Photo of James Cleverly James Cleverly The Secretary of State for the Home Department

Mr Speaker, I can assure you, the hon. Gentleman and the House that our contractors are expected to maintain standards and, where they fall below those standards, they will be held to account. I will absolutely take note of the case that the hon. Gentleman has raised.

Photo of Kelly Tolhurst Kelly Tolhurst Conservative, Rochester and Strood

I welcome the measures my right hon. Friend has taken to tackle the levels of legal migration, but could he inform me what assessment he has made of the expected impact of the new immigration salary list and what impact that will have on the net migration figure?
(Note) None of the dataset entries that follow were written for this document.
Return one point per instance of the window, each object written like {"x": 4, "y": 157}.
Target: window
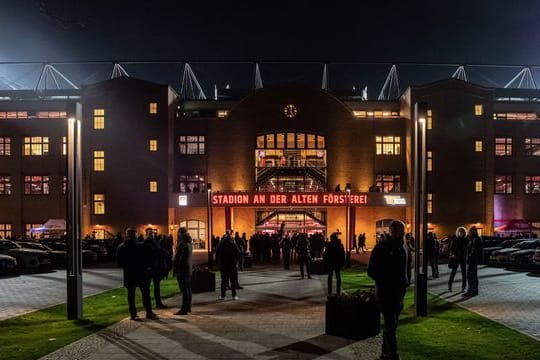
{"x": 388, "y": 183}
{"x": 36, "y": 185}
{"x": 191, "y": 183}
{"x": 99, "y": 160}
{"x": 503, "y": 146}
{"x": 532, "y": 147}
{"x": 478, "y": 146}
{"x": 36, "y": 146}
{"x": 478, "y": 109}
{"x": 5, "y": 146}
{"x": 503, "y": 184}
{"x": 99, "y": 204}
{"x": 192, "y": 145}
{"x": 532, "y": 184}
{"x": 5, "y": 231}
{"x": 388, "y": 145}
{"x": 5, "y": 185}
{"x": 28, "y": 229}
{"x": 478, "y": 186}
{"x": 99, "y": 119}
Photo of James Cleverly James Cleverly The Secretary of State for the Home Department

My hon. Friend is at the frontline of our fight against illegal migration, but legal migration is important. We have recognised that, for a number of reasons, the figures have been too high in the most recent couple of years and I have listed measures we have taken. The combined impact of that is that, by our estimations, under the new regime that I have put in place, 300,000 people who would previously have been eligible will no longer be eligible. That is the order of magnitude of change that we will eventually see once these proposals are fully implemented.

Photo of Tim Farron Tim Farron Liberal Democrat Spokesperson (Environment, Food and Rural Affairs), Liberal Democrat Lords Spokesperson (Communities and Local Government)

The refusal to allow care workers from overseas to bring a spouse with them comes at the same time as, in Cumbria, we are finding it impossible to fill at least a fifth of all the social care jobs. Would the Home Secretary explain to constituents of mine who are unable to find people to care for them and their loved ones why it seems sensible to make the lives of people from overseas so miserable in coming over here to care for our loved ones that they do not come at all?

Photo of James Cleverly James Cleverly The Secretary of State for the Home Department

I recognise that, in rural communities, recruitment and retention of staff is difficult and in the hon. Member’s constituency—a wonderful, beautiful, but very rural constituency—there are particular pressures. I can assure him that the global supply of potential care workers is very significant. Actually, the issues about where in the country those people work are more about the internal dynamic within the UK economy than the quantum of people around the world who would seek to work in the UK. There are plenty of people who would wish to work here, recognising that they are not allowed to bring their dependants with them, but the issue of where in the country those people work is actually a broader issue.

Photo of Alison Thewliss Alison Thewliss Shadow SNP Spokesperson (Home Affairs)

The cruel Conservative hikes to the visa minimum income threshold have caused deep distress—deep, deep distress—to many. Does the Home Secretary understand the pain that these changes have caused, and what message does he believe it sends out to those who would do us the honour of making their home in these islands that he puts such a high price on love and family life?

Photo of James Cleverly James Cleverly The Secretary of State for the Home Department

It is absolutely right that any nation in the world puts conditionality on the people it accepts within its own borders. This country has a long-standing tradition—in fact, I am a product of this, as are the Prime Minister, the Business and Trade Secretary and many others in the Government—of being open and welcoming. However, when we see the orders of magnitude of legal migration that we have seen over the last couple of years, it is incumbent on us to take action. We have made it clear what action we will take, and we have given notice of the changes so that people can make their plans accordingly. When there are special cases, there is a special cases exemption, so that we can both control immigration and do our moral duty to protect those people who seek our protection, and be an attractive place for people to come and work.